The back of a van is a far cry from AFN’s new $26 million Korea headquarters on an expanded Camp Humphreys. After more than six decades, the network closed its office at the Yongsan U.S. Army Garrison in Seoul last week and celebrated the grand opening of its new home on Tuesday.

Ray Shepherd, the director of Defense Media Activities, recalled the history in his remarks.

“Because of the swiftly changing front lines in the early part of the war, transmitters and studios were located in mobile vans and moved with ease to ensure continuous broadcasting,” he said, adding the stations used nomadic IDs such as “Vagabond” and “Gypsy.”

AFN’s move is part of the much-delayed relocation of most U.S. forces to regional hubs south of the capital. The new headquarters plans to consolidate by absorbing operations at Osan Air Base in the spring and personnel at Camp Casey when the 2nd Infantry Division is expected to move to Humphreys in 2018.

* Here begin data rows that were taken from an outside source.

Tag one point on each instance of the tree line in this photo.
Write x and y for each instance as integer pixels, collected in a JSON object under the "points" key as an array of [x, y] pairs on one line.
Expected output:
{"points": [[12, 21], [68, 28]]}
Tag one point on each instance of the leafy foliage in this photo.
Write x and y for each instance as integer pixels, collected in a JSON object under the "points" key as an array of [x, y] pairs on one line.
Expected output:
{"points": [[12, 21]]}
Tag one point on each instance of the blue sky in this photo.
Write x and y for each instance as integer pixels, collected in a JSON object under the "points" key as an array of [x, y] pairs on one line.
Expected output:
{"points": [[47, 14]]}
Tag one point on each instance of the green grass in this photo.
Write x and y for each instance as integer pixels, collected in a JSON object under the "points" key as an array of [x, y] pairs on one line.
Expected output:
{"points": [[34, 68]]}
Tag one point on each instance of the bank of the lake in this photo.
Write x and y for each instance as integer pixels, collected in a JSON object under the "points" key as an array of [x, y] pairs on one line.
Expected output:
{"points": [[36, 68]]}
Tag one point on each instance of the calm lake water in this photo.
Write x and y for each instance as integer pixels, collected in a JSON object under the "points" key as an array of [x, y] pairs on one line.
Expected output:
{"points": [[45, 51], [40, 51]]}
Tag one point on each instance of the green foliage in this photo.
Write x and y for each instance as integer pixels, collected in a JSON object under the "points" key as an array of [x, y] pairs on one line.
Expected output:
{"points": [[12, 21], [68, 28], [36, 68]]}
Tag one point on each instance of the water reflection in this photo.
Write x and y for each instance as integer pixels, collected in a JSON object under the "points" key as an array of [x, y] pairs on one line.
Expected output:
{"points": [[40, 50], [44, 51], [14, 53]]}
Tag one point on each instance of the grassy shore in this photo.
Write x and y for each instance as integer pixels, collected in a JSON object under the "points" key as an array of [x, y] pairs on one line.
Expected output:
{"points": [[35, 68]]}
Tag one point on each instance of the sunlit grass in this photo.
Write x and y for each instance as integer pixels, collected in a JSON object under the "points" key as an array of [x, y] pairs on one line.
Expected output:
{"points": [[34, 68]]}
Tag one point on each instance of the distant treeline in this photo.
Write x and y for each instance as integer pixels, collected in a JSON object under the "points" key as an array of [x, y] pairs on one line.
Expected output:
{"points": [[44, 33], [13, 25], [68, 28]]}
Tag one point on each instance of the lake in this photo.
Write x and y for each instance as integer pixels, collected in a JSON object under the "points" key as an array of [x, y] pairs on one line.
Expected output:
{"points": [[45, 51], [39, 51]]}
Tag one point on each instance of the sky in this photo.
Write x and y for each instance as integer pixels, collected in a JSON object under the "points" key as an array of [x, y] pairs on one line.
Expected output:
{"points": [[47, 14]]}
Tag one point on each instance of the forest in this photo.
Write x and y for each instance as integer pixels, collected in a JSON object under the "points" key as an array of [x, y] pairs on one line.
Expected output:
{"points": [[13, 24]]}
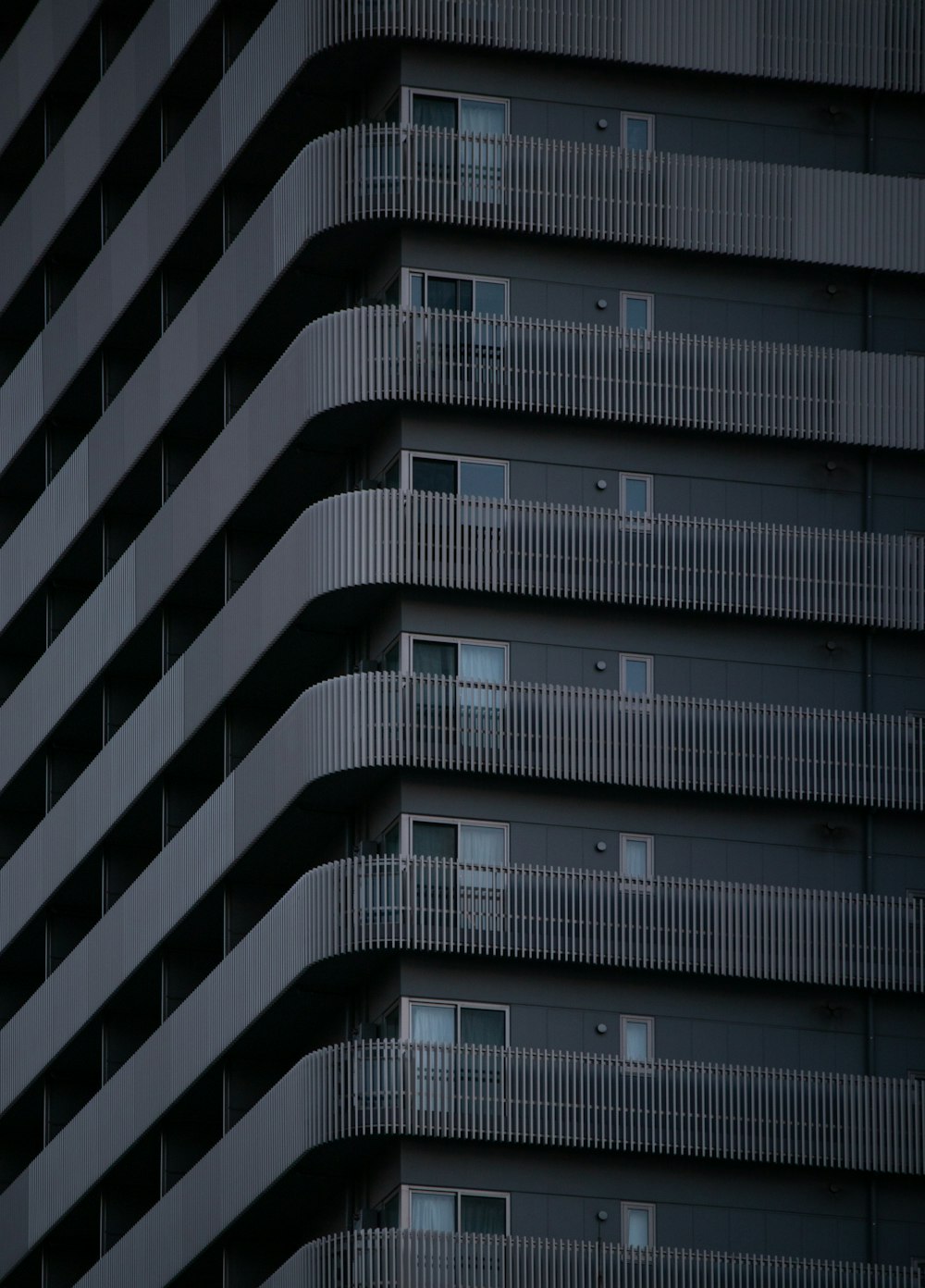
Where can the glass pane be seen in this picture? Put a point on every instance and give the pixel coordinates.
(429, 110)
(482, 663)
(636, 134)
(636, 1040)
(636, 313)
(481, 479)
(433, 1022)
(491, 299)
(635, 675)
(635, 858)
(443, 292)
(430, 476)
(481, 1215)
(433, 657)
(482, 1027)
(478, 118)
(435, 840)
(433, 1212)
(636, 496)
(390, 1212)
(482, 845)
(636, 1228)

The $10.7 billion expansion of Camp Humphreys was originally scheduled to be finished in 2008, then 2012, 2016 and 2017. Military officials are now reluctant to talk about specific end dates, but units have begun moving as facilities are completed. As of Tuesday, 44 of 102 projects have been finished, according to garrison figures.

Air Force Col. David Honchul, director of AFN’s parent organization the American Forces Radio and Television Service, said the move would allow the network’s staff to better inform its audience about the upcoming move.

“By having these guys here and having the facility here, they can help commanders communicate that and help folks understand what it is to be part of this growing complex,” he said. “Being a part of that early allows us to be more credible in being able to push that information and help people understand and remove some of that shroud of mystery.”

The network said it has no plans to reduce the nearly 100 employees in Korea and promises to deliver the same level of live radio and television service to troops and their families on the peninsula.

The $26 million headquarters, which was almost entirely funded by the South Korean government, has a 457-square-meter TV studio with green screens, four radio studios and three satellite dishes that will enable AFN to receive TV programs as well as live sports and entertainment from the broadcast center in California.

The operation is also prepared to shift farther south to bases at Kunsan or Daegu if needed.

Payne chuckled at the description of the new headquarters, recalling that at different points, they had to park the van in a schoolyard and on a cleared section of a former ammunition dump. He said major concerns were typhus, dysentery and rats.

He began his career with what was then known as the American Forces Radio Service when he went to record a Christmas message for his family. They liked his voice, and he was eventually recruited.

“Everything was going along well until the North Koreans marched into South Korea,” he said. “When we first went over there, we thought everything was going to be over by Christmas.”

One of his most memorable moments was the airborne assault at Mussanye.

“My parachute training was on a Tuesday afternoon jumping from a 50-foot oil drum into a sand pit,” he said.

Payne said the mission was vital because many U.S. troops were sent to Korea without knowing much about the country or the conflict and needed to be informed.

“They talk about Korea being the forgotten war. We felt we were forging some sort of link that way,” he said. “It also gives them a slice of America that they left behind.”

After leaving the Army in May 1952, Payne went on to have a successful commercial career as a radio talk show host and a TV anchorman for several stations around the United States.

“The Army gave me a lifetime wonderful career, quite by accident,” he said.